Lead or recipient: Toronto and Region Conservation Authority (TRCA)
Location: Greater Toronto Area
Start date: March 2022
Duration:
12 months
In brief: The Growing Healthy Towers project seeks to improve the social determinants of health and well-being in two low-income tower communities in the Greater Toronto Area. The goal of the Growing Healthy Towers project is to collectively address built environments in low-income tower communities, where community health and built environment issues intersect. This goal will be achieved through brokering cross-sectoral partnerships, resident engagement, and co-designing projects to pursue outdoor greening, urban agriculture, and healthy living initiatives within the towers and with the rest of the neighbourhood. Specifically, the project increases equitable access to built and natural environments, food security, healthy behaviours, social inclusion, and employment. Interventions – which will be determined with residents and multi-sectoral stakeholders – will include new infrastructure (built and natural), community programming, and upstream solutions that address the root causes of health and well-being. The project will carry out activities in alignment with local community planning initiatives (that is, TRCA's Sustainable Neighbourhood Action Program (SNAP) framework and action plans) to ensure resident involvement and ownership. At the end of the project, the applicants will have solidified partnerships to set the stage for the ongoing work needed to continue impactful action on complex intersectoral issues.

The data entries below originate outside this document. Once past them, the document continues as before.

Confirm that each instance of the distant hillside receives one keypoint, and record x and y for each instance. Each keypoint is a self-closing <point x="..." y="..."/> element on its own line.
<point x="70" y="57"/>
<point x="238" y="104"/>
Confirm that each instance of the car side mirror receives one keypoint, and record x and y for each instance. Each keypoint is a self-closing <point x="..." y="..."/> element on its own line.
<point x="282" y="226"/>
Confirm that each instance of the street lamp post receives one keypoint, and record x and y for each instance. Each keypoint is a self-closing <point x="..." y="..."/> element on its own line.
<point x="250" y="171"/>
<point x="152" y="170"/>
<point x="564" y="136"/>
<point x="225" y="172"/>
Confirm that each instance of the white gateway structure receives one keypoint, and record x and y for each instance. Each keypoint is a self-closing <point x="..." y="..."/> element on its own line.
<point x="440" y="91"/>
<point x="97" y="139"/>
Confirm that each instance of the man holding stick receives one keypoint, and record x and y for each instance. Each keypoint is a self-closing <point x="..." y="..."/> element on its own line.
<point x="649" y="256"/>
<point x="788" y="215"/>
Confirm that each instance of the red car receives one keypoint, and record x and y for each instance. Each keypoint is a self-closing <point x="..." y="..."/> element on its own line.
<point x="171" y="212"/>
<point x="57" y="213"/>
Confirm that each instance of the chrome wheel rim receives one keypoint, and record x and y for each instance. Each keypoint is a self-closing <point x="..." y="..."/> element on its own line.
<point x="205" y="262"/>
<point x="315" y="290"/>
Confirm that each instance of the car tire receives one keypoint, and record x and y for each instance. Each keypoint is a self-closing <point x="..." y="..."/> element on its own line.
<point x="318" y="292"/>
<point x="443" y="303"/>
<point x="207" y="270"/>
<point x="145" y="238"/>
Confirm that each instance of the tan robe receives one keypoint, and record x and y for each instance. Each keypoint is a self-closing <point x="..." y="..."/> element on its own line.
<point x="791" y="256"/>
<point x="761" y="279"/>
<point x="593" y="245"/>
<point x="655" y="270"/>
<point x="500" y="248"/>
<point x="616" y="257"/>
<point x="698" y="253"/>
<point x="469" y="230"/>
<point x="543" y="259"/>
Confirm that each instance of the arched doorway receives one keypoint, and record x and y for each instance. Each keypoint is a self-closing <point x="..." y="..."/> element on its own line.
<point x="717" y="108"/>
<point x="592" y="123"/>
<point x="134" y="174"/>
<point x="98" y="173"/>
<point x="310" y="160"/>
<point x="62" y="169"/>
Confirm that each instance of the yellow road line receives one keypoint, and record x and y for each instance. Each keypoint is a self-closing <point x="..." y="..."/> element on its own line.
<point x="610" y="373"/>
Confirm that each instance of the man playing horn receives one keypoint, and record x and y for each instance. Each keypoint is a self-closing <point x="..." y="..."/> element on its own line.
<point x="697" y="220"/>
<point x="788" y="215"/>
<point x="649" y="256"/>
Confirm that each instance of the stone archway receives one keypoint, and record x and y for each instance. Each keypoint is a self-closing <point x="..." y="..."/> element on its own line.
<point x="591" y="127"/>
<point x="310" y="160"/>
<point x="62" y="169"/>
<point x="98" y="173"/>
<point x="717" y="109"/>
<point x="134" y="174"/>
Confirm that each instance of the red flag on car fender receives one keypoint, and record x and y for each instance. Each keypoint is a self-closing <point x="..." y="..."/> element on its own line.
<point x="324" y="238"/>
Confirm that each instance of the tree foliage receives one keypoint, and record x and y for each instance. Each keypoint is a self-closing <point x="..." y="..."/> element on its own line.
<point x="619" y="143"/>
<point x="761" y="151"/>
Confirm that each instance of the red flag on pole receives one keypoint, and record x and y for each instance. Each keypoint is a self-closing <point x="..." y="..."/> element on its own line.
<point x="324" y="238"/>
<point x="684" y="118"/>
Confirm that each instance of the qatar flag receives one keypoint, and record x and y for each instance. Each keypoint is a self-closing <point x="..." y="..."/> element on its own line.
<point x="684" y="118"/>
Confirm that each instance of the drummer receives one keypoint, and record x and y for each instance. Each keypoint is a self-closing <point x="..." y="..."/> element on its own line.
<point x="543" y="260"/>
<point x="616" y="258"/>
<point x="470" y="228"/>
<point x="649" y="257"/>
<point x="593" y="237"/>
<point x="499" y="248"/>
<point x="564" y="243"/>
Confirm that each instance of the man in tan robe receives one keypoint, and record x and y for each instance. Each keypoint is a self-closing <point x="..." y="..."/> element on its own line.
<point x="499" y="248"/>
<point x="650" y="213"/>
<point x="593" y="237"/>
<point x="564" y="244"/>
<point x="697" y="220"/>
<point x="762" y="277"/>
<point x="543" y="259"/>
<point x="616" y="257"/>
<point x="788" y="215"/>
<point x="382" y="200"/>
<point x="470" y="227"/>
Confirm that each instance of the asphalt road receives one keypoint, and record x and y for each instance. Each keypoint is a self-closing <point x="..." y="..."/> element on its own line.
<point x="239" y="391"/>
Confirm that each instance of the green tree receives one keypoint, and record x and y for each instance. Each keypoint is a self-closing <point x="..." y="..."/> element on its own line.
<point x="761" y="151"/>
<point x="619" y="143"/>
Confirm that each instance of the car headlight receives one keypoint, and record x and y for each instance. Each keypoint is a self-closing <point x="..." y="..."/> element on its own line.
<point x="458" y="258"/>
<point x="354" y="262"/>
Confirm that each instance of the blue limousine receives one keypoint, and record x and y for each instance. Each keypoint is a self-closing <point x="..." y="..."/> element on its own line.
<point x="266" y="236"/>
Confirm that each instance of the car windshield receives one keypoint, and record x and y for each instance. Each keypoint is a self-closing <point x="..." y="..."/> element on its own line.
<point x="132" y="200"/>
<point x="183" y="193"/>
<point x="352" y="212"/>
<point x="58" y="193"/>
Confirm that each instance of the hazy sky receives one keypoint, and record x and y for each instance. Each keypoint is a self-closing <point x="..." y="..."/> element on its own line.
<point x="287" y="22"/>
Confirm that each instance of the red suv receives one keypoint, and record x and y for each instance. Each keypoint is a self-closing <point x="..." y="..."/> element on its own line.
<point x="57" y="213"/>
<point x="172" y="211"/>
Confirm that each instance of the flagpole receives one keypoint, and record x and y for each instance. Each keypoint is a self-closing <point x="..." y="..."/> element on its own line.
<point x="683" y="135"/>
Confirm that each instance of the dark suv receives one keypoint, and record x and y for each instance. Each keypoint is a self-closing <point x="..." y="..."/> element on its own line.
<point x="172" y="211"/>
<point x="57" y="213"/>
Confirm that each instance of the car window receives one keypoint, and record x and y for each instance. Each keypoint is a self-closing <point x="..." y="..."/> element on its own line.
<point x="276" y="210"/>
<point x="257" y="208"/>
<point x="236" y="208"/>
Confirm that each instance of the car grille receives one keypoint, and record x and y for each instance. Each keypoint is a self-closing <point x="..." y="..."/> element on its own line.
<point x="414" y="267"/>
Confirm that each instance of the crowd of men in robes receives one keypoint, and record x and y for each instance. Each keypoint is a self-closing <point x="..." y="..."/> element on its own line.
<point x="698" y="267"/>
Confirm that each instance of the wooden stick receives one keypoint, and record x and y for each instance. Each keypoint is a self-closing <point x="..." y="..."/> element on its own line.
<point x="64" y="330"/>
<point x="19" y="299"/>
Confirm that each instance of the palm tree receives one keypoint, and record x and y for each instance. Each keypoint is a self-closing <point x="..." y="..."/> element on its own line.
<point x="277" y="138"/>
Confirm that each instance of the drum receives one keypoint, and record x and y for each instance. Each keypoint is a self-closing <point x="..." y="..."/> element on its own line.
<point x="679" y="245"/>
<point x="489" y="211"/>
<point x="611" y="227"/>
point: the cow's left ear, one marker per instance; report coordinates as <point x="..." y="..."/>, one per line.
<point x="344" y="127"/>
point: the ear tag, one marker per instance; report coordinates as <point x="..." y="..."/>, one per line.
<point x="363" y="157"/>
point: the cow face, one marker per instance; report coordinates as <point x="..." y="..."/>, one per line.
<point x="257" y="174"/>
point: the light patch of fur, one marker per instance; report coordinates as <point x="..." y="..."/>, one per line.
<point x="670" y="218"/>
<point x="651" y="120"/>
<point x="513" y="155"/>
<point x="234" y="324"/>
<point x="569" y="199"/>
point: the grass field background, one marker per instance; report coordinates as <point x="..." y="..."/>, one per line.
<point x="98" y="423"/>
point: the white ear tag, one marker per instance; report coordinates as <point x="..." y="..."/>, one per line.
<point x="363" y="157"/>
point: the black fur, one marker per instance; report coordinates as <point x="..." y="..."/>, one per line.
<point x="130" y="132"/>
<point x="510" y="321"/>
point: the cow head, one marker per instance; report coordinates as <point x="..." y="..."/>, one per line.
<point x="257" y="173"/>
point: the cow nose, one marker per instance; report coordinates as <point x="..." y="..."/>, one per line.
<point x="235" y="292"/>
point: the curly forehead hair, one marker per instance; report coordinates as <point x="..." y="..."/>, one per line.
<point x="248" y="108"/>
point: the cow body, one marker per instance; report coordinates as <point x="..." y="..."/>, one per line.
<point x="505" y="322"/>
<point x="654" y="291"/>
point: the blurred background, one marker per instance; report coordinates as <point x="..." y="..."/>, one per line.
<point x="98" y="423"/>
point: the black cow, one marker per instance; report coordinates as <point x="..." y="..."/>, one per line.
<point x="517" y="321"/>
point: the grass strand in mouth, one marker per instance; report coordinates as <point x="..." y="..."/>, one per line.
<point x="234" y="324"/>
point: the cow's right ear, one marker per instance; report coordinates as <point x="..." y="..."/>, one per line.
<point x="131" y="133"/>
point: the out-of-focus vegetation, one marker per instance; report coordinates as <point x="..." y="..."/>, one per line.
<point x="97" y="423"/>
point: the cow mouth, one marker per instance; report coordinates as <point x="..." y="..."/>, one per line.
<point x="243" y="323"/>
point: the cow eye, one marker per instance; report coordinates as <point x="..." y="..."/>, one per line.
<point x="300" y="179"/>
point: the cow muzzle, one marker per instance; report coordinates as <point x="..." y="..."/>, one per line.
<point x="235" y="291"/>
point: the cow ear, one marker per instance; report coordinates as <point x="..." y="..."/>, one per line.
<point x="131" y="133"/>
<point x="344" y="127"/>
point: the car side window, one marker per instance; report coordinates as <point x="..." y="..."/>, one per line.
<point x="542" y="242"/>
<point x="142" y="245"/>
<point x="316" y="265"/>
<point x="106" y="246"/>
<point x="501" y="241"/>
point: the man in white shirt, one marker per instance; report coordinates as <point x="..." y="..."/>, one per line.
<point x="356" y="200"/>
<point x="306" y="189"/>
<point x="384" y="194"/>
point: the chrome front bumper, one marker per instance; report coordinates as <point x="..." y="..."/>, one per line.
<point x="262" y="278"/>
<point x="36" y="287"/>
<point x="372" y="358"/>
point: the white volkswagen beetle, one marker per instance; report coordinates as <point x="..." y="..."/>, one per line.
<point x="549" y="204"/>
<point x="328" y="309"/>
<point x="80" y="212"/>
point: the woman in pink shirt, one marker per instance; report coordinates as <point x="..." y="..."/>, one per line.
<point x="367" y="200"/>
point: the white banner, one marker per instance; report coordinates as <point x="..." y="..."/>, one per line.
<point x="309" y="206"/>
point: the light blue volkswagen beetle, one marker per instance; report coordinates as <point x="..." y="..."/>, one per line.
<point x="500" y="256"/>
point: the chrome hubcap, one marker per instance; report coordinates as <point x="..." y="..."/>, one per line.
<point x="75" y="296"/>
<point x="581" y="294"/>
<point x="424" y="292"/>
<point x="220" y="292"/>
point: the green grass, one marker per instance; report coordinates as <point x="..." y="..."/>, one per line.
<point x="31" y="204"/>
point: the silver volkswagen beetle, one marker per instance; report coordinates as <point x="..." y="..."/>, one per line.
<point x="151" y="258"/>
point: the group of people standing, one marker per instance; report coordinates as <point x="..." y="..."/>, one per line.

Gender transformative intersectoral partnerships supporting economic empowerment for women living with intimate partner violence in the city of Hamilton

Lead or recipient: Unity Health Toronto
Location: Ontario
Start date: March 2022
Duration: 12 months
In brief: This project seeks to create new approaches for women and gender diverse peoples to increase their economic security and independence, with a particular focus on women who have experienced intimate partner violence (IPV). Gender transformative approaches, which address gender gaps by challenging and restructuring the systems and power that shape them (such as parental leave), require deep partnerships and commitment from diverse sectors to reorient their services and restructure how they work. This project expands membership in the Safe at Home Hamilton Working Group to increase the number of sectors taking on gender transformative approaches and also increase the number of economic stabilizing services provided to IPV survivors. This project includes partners from the violence against women sector and builds capacity with other sectors that support women fleeing violence, such as housing, children's services, settlement, justice, and labour sectors. Relationships from the working group are leveraged to create space for peer-to-peer coaching and collaborative problem solving across multiple sectors as they design, implement, and monitor gender transformative approaches to programming within their respective sectors.